構造物基礎の選定について

 構造物基礎は良質な地盤に指示させることが必要です。これは、十分な支持力が得られ、有害な沈下が生じないということです。良質な地盤の目安としては、粘性土層はN値20程度以上、砂質土・砂礫層はN値30程度以上になります。
 基礎形式の選定には、1.地形条件、2.施工環境および経済性を考慮して選定する必要があります。

1.地形や地質条件の考慮

 傾斜や凹凸等の地盤変形が生じやすい不安定な地形の場合は、予想される変異に追従できる基礎構造とし、変異が生じても支障のないように設計しなければなりません。また、津波時の浸水が予測される場合は、基礎の洗堀の影響を考慮し地盤改良工や杭基礎等の採用を検討する必要があります。なお、地質条件の考慮する内容としては、以下の3点がポイントになります。

(1) 支持層の位置
 支持層の位置が深いことで杭基礎とした場合、基礎構造費が上部構造の建築費と比べて高額となる場合には、上部の軟弱層の支持に頼る基礎形式を検討する必要がある。例えば、摩擦杭基礎の採用や建物底面下にある軟弱地盤を一部改良する地盤改良工も考えられます。

(2) 中間層の状態
 中間層が、圧密等により沈下する恐れがある場合、杭基礎等では、ネガティブフリクションを考慮する必要があります。また、中間層にある程度の硬さと厚さ、大きなレキがあると、この層を打ち抜ける杭の種類が限定される場合があるので注意が必要です。

(3) 地下水
 被圧水があり、その水頭が表面水より高いと施工不能・困難となる工法があります。また、地下水の流動速度が大きい場合は、良好な水中コンクリートの打設が難しいことから場所打杭は避ける必要があります。

2. 施工環境の考慮
 施工環境の考慮として、隣接構造物・埋設物への影響、作業空間、作業面積、騒音・振動、給排水条件、資材等輸送条件への考慮があげられます。

(1) 隣接構造物・地下埋設物への影響
 既存の構造物や埋設物に近接して工事を行う場合には、基礎工法に制約が生じることから埋設状態も考慮した基礎工法の選定が必要となる。一般的には、打込み杭やオープンケーソンは周辺地盤に変状を与えやすいので、影響を極力抑える様な施工上の配慮や、他の工法を用いることが必要である。

(2) 作業空間、作業面積
 基礎工法選定において、施工規模を踏まえて、作業空間(機械高)、作業面積、機材置場等にも配慮する必要がある。たとえ経済性等で有利なものであってもこれらの制約により採用できないことがあるので注意が必要です。

(3) 騒音、振動
 騒音防止条例で規制されている区域では、打ち込み杭の施工は困難であり、規制対象外の場所においても、周辺に構造物がある場合は、問題が生じることが多い。該当する場所で施工する場合には、低騒音・低振動もしくは無振動による工法の検討が必要になります。

(4) 給排水条件・資材等輸送条件
 大量の水を必要とする場所打ち杭等を施工する場合は、その給水や泥水処理に問題ないか検討が必要となります。また、大型機械、大きな資材を使用する場合は、輸送の可否、運搬費等についても検討が必要になります。

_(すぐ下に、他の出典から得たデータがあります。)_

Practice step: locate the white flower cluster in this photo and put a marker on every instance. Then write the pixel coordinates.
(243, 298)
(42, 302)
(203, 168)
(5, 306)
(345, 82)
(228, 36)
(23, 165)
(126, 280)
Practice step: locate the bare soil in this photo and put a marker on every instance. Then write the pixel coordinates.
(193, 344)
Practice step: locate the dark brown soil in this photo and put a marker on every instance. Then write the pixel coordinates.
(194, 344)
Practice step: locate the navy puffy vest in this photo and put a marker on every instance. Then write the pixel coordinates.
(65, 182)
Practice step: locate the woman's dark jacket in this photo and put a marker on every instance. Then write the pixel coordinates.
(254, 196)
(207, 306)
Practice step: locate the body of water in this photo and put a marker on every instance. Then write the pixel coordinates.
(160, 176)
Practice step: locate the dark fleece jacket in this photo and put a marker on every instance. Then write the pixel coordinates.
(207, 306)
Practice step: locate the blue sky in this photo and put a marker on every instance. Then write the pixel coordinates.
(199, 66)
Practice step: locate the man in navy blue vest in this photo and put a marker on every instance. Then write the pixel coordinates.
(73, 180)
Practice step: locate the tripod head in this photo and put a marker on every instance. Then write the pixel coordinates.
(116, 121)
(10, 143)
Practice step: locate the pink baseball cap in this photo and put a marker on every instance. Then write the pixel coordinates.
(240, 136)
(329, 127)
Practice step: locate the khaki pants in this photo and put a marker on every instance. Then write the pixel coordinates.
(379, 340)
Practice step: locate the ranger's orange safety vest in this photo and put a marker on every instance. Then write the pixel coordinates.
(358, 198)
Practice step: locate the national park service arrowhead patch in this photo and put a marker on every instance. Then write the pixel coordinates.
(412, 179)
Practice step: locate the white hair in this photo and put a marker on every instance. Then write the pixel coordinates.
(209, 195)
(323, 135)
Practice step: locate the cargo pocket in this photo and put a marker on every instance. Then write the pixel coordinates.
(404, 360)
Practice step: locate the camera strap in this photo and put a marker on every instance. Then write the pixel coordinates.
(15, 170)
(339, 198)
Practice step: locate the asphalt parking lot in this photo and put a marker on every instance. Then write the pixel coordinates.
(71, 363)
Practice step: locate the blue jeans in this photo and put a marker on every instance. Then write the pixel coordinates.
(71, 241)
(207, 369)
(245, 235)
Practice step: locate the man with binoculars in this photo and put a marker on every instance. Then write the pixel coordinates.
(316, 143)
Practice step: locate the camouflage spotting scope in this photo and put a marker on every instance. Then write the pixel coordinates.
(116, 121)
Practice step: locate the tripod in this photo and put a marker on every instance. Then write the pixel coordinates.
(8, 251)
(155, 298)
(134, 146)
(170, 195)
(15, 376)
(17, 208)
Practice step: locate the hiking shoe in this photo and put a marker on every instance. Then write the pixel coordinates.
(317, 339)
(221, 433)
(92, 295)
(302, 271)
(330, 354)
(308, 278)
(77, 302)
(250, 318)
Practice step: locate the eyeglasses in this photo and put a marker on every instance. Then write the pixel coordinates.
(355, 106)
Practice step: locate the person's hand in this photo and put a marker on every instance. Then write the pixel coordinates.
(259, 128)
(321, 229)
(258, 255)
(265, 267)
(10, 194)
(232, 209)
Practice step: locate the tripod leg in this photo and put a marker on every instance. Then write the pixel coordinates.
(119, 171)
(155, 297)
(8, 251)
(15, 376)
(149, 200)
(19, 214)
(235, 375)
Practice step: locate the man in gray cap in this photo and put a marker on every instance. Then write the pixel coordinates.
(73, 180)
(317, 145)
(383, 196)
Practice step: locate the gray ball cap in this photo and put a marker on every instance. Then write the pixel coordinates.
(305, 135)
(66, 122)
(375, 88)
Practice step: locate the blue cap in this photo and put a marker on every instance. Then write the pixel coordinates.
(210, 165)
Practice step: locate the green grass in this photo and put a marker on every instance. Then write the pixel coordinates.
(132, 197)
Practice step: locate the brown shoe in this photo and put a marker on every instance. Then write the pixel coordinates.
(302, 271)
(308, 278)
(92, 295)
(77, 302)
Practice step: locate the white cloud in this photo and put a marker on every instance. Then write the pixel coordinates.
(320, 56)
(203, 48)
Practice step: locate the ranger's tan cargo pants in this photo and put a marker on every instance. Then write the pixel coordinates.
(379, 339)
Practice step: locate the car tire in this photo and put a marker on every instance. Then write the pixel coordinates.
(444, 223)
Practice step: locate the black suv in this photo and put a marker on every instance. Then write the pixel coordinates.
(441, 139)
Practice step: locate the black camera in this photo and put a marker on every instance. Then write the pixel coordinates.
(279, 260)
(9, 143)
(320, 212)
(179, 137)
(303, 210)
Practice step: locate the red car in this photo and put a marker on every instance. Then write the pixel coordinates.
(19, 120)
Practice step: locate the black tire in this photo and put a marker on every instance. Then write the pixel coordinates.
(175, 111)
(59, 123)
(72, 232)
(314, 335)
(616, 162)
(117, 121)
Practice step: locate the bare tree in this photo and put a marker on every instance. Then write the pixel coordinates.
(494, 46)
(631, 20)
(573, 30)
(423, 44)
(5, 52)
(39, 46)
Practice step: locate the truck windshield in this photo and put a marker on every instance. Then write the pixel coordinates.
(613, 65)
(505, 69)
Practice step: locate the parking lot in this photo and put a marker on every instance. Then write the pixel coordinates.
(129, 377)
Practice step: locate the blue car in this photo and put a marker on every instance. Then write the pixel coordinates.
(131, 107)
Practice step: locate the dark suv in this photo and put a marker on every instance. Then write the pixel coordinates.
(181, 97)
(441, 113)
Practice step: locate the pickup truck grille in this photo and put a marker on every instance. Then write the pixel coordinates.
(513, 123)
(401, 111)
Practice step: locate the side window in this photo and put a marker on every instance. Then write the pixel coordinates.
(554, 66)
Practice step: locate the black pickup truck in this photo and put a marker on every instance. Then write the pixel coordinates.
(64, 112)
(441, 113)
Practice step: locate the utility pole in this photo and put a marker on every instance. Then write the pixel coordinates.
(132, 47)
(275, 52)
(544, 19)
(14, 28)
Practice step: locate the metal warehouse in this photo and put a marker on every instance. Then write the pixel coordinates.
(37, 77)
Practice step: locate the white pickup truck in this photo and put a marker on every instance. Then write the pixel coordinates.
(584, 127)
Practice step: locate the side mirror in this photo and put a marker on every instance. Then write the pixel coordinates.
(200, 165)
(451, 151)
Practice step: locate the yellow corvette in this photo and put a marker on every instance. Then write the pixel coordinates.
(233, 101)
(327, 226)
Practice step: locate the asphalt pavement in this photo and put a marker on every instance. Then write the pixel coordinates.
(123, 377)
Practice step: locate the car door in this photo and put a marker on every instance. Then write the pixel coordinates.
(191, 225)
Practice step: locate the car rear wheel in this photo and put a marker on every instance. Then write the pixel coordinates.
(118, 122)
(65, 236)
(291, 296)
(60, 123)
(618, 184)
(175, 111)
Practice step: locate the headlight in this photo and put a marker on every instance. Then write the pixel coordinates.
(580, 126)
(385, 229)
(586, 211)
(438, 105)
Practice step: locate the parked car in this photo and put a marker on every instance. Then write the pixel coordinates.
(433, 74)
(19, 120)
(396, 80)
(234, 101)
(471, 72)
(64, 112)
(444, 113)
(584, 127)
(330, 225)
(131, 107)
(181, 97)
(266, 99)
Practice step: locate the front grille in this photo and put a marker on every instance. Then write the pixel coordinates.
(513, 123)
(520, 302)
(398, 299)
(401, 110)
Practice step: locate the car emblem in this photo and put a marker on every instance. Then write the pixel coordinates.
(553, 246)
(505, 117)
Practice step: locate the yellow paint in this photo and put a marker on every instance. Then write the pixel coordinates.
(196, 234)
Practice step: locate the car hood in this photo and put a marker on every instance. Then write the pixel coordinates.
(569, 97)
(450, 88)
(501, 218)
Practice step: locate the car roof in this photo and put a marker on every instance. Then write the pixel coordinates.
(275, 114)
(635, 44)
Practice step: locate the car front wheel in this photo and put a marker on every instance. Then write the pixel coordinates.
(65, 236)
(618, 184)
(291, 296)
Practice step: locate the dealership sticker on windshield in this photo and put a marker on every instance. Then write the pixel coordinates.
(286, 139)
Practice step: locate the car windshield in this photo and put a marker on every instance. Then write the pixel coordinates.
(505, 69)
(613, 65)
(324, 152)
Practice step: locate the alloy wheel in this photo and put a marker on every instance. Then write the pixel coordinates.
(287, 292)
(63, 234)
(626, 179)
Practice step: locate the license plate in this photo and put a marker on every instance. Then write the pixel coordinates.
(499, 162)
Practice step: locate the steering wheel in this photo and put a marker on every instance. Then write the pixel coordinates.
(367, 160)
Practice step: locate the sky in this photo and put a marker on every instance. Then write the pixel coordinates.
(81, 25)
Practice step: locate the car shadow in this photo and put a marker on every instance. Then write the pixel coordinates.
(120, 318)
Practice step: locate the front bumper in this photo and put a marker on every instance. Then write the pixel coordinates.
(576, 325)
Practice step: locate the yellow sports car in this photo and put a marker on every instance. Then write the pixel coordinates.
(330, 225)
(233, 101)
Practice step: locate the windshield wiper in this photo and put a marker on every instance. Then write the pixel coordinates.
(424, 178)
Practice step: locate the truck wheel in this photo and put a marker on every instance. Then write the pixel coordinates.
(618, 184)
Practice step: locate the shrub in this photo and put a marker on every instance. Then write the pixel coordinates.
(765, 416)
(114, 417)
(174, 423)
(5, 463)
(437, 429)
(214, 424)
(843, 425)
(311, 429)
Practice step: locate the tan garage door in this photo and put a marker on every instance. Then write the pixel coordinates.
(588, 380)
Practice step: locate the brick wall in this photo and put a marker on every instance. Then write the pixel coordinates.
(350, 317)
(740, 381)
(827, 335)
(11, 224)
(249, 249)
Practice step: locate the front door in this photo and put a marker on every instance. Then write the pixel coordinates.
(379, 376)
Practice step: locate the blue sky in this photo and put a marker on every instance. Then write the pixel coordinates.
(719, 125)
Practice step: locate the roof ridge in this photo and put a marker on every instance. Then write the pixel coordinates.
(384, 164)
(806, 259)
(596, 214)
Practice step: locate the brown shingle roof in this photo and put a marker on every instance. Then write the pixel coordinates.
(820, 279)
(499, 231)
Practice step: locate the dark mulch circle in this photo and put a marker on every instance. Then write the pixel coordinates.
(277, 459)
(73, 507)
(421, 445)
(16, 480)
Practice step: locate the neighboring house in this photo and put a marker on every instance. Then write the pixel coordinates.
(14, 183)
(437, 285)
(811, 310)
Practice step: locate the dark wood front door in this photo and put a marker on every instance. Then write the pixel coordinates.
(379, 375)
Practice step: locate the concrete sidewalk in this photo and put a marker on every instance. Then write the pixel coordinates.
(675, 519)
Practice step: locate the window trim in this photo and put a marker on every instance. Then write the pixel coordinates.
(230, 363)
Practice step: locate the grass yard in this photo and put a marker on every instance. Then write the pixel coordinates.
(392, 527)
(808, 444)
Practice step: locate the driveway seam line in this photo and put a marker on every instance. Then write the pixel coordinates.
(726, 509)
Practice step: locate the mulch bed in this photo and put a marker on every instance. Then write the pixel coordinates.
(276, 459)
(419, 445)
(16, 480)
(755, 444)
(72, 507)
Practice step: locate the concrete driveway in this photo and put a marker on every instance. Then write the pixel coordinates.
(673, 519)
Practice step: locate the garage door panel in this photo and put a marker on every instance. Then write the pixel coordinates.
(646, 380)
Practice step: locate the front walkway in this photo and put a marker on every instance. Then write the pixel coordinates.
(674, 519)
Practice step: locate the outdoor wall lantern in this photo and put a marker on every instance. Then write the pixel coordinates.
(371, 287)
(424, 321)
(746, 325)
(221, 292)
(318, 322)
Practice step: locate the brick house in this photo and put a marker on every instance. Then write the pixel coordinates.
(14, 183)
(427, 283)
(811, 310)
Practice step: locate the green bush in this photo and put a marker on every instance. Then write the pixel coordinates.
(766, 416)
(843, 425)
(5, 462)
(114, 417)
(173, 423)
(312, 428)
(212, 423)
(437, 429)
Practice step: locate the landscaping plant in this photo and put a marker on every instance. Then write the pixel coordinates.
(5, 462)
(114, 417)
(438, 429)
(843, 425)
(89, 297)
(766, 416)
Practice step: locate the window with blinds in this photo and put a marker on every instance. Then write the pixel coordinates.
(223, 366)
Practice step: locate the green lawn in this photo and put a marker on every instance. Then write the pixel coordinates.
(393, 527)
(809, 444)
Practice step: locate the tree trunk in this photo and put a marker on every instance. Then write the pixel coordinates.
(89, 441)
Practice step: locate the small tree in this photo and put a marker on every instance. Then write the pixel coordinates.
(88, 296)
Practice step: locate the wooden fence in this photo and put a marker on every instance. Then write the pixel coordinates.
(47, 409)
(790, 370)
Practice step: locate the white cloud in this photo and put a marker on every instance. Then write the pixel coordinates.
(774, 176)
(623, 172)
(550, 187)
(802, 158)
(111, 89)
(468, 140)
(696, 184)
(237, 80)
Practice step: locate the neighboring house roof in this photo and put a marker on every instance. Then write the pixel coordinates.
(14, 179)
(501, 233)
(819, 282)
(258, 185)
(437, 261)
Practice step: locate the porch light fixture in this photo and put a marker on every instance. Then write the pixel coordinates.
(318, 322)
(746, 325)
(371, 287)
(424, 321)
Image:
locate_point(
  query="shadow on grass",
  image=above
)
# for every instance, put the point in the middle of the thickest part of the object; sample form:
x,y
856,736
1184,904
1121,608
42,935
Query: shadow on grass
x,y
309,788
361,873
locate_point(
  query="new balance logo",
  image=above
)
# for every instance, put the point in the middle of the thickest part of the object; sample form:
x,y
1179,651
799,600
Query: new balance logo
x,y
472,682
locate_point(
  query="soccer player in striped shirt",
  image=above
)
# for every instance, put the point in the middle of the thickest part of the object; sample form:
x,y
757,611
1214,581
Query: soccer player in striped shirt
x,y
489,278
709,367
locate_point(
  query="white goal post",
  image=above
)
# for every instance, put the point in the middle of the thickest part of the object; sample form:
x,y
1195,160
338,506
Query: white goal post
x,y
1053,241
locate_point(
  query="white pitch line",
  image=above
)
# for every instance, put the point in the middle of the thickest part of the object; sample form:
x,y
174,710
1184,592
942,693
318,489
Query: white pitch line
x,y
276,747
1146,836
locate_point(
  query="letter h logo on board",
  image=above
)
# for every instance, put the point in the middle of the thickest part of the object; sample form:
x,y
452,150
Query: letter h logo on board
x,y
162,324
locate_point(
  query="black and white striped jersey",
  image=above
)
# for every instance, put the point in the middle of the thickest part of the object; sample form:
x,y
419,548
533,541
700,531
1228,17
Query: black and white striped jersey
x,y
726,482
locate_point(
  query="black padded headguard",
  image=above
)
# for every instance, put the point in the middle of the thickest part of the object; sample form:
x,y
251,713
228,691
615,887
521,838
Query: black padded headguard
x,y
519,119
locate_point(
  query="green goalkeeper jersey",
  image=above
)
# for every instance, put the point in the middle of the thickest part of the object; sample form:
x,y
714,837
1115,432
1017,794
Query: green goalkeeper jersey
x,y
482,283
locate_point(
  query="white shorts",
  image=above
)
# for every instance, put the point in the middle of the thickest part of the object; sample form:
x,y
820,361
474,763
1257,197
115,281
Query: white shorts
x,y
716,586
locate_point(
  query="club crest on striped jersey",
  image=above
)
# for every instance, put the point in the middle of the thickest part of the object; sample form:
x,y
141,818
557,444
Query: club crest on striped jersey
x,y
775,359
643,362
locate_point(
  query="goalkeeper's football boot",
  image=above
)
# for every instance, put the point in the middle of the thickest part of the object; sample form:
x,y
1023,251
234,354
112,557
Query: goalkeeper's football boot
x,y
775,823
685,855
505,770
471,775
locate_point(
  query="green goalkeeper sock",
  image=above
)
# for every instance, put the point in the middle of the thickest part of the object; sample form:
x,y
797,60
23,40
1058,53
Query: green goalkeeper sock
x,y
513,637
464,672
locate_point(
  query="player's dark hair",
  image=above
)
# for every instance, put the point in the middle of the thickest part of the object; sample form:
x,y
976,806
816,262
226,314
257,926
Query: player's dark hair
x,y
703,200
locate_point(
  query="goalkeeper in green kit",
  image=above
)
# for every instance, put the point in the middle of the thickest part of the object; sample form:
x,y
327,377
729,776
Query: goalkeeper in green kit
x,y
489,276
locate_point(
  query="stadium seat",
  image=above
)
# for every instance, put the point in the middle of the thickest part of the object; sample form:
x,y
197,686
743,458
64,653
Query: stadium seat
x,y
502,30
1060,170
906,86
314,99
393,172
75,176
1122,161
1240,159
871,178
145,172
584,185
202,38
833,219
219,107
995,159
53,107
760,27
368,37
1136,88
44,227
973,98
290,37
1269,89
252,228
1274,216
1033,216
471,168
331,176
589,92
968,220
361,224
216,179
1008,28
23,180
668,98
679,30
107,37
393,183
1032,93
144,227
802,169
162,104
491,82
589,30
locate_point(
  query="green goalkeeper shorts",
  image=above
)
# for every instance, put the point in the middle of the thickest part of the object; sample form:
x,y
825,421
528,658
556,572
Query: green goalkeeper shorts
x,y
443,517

3. 注意点・・・同一構造物での異種の基礎併用は原則行わない

 異なる基礎を同一の構造物に併用すると、沈下量に差が生じて障害を起こすことがあります。特に地震時では異種基礎間の境界において応力集中が生じ、被害を生じることがあるので、原則として異種の基礎を同一構造物に用いるのは避けましょう。
やむを得ず、同一構造物に異種の基礎を採用する場合には、施設の用途や機能等を十分考慮し、沈下等に対して検討を行い、載荷試験等による調査、境界部の補強あるいは伸縮目地の設置等の必要な処置を施す必要があります。